If the TimesMachine is the bookish offspring of the Grey Lady, then Madison is her quirky niece.
Awkward familial metaphors aside, the New York Times' new archive—named after Madison Avenue, once the embodiment of the U.S. advertising industry—is a tool built on a crowdsourcing platform that allows readers to peruse ads that appeared in print in the 1960s. And, if the peruser should so chose, she could, one at a time, label, tag, and transcribe those ads like so:
Created by the Times' Research and Development Laboratory's eight-person team and launched last week, the archive works kind of like Captcha: Because digitized advertisements can't be transcribed by computers, they need the help of the human eye. The point of Madison is to have readers be those eyes.
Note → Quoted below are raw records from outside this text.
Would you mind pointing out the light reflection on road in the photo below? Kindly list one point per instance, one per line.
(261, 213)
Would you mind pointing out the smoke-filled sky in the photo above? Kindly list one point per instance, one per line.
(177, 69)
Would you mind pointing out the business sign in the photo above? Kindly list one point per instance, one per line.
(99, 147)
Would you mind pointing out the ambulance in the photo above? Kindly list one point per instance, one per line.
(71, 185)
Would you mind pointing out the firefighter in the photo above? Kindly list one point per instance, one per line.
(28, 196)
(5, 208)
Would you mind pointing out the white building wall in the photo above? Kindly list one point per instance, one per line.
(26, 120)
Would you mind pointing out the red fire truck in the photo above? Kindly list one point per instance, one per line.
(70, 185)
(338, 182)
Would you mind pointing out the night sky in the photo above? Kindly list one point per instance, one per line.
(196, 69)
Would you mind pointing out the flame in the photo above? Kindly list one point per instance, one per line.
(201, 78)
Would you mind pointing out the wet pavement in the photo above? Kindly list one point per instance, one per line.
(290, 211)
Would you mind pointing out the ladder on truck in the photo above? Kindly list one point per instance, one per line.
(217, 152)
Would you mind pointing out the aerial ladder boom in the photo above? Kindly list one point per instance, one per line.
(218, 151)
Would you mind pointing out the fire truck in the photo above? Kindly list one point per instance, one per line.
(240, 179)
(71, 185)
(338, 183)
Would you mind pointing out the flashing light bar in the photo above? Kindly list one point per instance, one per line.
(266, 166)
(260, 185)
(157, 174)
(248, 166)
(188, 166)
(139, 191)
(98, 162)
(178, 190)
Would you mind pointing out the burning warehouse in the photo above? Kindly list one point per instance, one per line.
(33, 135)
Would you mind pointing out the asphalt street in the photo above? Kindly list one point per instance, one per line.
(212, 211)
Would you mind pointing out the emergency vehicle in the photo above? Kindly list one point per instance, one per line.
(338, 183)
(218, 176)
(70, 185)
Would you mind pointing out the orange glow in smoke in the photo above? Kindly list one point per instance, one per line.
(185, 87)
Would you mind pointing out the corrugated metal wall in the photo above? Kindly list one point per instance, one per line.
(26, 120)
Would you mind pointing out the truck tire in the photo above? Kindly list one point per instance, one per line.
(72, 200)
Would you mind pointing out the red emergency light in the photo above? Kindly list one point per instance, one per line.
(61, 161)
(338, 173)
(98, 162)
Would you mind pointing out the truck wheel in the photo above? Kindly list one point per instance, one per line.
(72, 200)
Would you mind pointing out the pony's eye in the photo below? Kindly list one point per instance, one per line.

"As we were looking through our old issues, it really struck me that advertising provided this really unique view into our cultural history, and that was a different view from the one provided by the news content," Alexis Lloyd, creative director of the R&D lab, tells me. "Our crowdsourcing approach is a way of both exposing people to this part of our archives and then also having them contribute some of that metadata."
Beyond showing off the adds, and using readers to archive them, Lloyd says the simplicity of the tool can be expanded to allow for four main goals.
- To satisfy historians (and Mad Men fans).
- To build a potential data set based on the number of users and the identification of ads.
- To help advertisers understand their brands.
- To demonstrate Hive, the "modular, flexible, open-source platform" as Lloyd put it, the team developed for creating crowdsourced applications.